Pharmacy shopper behaviour is often markedly different, but the wise pharmacist will not be fooled into thinking these shoppers are a group entirely separate from supermarket shoppers or mass market retailer shoppers. The middle-aged woman who spends 15 minutes talking with the pharmacist about her medicine may well have a bootful of groceries in her car, all of which she just purchased without exchanging a single word with any supermarket employee. The 20-something man asking the pharmacy assistant about a £3 bottle of pain reliever could have just purchased an expensive portable stereo and half a dozen CDs at the local mass market retailer without once consulting a store employee for advice.

The difference between customers of one retailer versus another is not the customers themselves. Instead it is their expectations of different retailers, their attitude when shopping there and their view of how the retailer is positioned to serve them. Happily, pharmacy has the ability to influence all three of these perceptions.

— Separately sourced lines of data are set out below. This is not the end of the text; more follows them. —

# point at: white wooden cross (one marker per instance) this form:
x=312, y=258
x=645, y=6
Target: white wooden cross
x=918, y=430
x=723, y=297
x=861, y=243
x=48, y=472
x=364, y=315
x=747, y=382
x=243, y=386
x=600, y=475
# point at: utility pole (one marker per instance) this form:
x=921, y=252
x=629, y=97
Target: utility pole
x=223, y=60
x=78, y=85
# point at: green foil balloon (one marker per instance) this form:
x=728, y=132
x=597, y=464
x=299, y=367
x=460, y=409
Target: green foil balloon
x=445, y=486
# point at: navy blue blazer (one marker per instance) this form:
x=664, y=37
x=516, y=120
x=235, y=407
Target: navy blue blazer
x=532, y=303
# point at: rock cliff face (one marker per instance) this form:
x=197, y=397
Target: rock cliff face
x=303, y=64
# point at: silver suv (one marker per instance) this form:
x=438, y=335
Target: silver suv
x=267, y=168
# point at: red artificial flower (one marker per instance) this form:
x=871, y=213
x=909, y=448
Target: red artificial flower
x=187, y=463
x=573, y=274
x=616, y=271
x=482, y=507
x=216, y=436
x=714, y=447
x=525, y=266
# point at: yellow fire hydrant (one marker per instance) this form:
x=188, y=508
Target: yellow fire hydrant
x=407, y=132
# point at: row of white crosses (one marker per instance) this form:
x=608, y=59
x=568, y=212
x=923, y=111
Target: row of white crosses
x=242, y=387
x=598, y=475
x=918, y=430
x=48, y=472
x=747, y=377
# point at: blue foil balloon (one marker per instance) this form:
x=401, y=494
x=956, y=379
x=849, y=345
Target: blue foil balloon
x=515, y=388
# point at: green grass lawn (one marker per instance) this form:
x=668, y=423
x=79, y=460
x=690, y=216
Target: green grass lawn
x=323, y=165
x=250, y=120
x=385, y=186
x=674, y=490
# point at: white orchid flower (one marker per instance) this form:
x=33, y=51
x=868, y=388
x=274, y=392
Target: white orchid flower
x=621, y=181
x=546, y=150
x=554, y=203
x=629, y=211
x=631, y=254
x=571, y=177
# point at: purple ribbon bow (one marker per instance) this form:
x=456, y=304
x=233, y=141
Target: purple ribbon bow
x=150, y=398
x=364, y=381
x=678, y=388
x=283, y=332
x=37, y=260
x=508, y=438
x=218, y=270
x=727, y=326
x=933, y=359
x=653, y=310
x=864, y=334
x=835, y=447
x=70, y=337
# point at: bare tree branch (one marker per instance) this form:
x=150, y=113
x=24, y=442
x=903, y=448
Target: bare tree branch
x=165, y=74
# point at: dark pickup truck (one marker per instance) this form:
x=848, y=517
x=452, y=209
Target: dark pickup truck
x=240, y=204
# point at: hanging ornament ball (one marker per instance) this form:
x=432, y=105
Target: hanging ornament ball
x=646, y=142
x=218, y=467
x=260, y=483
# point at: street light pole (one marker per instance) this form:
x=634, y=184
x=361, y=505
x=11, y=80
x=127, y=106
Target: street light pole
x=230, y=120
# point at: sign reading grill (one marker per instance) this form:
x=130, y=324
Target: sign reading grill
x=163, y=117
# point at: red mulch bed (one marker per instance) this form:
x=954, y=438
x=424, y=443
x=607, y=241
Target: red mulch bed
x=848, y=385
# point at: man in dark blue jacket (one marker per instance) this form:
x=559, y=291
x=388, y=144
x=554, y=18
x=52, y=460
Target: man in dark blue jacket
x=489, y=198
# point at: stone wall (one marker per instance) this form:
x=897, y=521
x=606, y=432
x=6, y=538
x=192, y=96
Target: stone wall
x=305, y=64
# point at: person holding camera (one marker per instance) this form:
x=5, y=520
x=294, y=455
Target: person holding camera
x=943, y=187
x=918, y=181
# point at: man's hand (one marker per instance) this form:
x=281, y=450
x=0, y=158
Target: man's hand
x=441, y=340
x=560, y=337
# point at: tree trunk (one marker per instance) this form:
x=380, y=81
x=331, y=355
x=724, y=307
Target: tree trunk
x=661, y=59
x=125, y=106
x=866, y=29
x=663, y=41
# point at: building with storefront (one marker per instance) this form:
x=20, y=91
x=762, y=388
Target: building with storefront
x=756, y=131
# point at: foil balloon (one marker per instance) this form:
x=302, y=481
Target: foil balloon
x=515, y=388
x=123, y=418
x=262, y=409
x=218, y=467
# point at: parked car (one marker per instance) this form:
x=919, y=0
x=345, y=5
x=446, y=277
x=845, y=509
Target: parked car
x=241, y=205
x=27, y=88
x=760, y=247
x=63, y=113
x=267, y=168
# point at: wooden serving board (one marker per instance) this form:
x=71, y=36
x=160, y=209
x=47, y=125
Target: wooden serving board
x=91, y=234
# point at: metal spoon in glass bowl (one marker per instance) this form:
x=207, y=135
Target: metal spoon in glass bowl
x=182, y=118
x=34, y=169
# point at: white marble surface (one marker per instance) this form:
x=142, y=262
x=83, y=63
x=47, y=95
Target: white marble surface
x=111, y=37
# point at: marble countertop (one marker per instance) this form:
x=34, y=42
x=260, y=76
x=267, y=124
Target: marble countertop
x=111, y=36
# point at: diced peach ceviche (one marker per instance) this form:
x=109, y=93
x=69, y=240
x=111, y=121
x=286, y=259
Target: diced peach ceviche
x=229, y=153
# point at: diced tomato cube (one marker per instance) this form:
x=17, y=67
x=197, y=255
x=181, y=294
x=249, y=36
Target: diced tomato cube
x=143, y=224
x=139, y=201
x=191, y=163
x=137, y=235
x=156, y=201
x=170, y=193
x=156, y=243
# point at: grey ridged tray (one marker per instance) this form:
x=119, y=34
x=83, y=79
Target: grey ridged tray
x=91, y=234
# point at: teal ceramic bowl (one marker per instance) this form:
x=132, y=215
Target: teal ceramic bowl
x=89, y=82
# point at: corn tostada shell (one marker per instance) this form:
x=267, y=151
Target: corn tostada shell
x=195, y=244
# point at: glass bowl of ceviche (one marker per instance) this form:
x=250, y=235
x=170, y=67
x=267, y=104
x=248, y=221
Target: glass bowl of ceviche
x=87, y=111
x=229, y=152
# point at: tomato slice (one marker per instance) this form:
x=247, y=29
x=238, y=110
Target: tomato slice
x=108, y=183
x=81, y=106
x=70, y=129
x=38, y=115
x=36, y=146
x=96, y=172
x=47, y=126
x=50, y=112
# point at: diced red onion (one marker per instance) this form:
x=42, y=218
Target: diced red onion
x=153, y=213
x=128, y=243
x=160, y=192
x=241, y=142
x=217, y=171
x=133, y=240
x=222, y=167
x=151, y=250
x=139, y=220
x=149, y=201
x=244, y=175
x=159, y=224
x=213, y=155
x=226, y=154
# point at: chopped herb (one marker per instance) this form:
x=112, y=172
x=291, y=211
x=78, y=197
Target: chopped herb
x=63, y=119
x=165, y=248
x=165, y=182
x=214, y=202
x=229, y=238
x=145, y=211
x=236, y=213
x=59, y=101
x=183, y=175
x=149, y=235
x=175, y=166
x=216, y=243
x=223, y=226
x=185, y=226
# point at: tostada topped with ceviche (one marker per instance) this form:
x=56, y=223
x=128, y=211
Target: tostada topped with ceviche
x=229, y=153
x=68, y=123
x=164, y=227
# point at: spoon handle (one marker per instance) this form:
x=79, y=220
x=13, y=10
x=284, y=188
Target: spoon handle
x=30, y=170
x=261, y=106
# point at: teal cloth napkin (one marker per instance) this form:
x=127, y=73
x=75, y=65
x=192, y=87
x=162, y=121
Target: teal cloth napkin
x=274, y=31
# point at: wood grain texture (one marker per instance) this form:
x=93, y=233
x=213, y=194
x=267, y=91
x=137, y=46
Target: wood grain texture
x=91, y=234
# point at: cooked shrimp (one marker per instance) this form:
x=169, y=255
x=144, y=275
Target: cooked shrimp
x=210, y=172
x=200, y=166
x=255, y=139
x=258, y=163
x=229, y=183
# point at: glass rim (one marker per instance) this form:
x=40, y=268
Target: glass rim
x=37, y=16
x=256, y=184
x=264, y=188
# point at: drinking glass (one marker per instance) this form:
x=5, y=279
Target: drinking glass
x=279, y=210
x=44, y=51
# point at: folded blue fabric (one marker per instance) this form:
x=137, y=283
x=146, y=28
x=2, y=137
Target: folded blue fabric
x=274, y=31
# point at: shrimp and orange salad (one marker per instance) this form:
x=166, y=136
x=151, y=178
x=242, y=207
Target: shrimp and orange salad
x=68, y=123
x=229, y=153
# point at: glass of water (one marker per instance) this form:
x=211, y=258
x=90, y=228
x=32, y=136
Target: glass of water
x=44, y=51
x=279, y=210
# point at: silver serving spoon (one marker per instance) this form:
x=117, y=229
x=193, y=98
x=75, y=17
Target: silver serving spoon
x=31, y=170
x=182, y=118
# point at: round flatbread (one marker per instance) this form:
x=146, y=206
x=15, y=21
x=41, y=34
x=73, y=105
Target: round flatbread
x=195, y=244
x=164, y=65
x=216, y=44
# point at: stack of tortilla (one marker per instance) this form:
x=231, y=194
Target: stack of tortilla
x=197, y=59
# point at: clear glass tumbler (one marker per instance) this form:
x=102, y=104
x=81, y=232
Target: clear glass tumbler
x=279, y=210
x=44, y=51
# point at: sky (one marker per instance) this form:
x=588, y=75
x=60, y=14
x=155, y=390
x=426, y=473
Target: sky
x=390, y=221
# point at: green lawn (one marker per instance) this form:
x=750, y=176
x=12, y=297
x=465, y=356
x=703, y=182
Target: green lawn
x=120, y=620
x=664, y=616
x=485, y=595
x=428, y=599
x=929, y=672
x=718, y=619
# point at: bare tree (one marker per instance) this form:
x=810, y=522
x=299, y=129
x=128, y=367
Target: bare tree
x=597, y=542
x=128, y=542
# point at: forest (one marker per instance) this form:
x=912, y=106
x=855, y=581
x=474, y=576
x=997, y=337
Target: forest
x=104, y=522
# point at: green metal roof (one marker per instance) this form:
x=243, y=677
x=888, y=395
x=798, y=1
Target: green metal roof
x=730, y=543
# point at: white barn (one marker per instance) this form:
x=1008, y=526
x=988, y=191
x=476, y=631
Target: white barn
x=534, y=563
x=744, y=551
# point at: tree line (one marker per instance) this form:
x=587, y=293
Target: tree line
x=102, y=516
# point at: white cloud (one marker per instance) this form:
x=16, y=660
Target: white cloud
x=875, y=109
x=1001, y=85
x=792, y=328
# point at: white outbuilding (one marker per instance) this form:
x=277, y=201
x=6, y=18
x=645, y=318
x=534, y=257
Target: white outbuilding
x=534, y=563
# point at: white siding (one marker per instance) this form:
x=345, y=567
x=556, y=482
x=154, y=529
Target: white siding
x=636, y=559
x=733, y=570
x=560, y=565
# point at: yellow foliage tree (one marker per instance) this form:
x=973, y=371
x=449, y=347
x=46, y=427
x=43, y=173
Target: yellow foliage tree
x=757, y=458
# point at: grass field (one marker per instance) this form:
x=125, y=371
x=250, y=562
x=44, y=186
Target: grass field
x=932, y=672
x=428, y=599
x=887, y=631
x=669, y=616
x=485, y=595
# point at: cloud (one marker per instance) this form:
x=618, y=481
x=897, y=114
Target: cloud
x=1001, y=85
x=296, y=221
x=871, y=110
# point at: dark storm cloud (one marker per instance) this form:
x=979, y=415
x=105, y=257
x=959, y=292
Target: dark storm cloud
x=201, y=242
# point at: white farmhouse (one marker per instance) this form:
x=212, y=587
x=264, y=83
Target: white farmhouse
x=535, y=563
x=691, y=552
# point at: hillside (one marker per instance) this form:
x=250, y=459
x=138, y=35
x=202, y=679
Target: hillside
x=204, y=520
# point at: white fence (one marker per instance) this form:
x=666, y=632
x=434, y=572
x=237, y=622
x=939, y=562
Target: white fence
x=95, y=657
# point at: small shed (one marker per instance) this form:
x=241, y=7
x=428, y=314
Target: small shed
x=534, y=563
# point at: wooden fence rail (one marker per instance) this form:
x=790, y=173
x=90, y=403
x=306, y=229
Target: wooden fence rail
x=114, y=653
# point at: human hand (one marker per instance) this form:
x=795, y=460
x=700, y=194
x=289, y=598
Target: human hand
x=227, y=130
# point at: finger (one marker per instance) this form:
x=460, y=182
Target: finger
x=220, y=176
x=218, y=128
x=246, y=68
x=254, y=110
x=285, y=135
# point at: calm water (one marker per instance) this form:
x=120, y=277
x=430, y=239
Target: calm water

3. Know what customers expect - then change it


Customers know they can fill their prescriptions at community pharmacy. That is the most obvious conclusion. Unfortunately what they may have learnt to expect through repeated experience is that pharmacy does not have much for them beyond prescription medicine. All too often in the past the community pharmacy has had a somewhat disorganised assortment of over-the-counter (OTC) products filling the space not needed by the dispensary. In the minds of many shoppers the front shop became the not-always-welcoming foyer to the main living space – the pharmacy counter. But the days of differentiating a “patient” who purchases a prescription from the dispensary and a “consumer” who may self-select products for purchase are long gone. These are, in fact, the very same person.

Pharmacists know that the front shop is more important than ever, especially as the new contract expects pharmacists to support self-care, medicines use reviews (MURs) and enhanced services. Consulting with a customer about healthy lifestyle choices requires reference to and recommendation of any number of OTC products that improve overall health. Pharmacists can effectively change what even their long-term customers expect. Knowing and accepting what the average customer perceives is more than half the battle. Communication, both direct and indirect, can and will change how customers shop at the pharmacy.

Steps forward


Nothing at all is wrong with the basic principles of category management. They are effective tools to choose and arrange products for the purpose of profitability. But by taking these principles one step further, the pharmacy can harness their energy to create the ultimate in “shopability”. After that, simply review, revise and repeat as needed.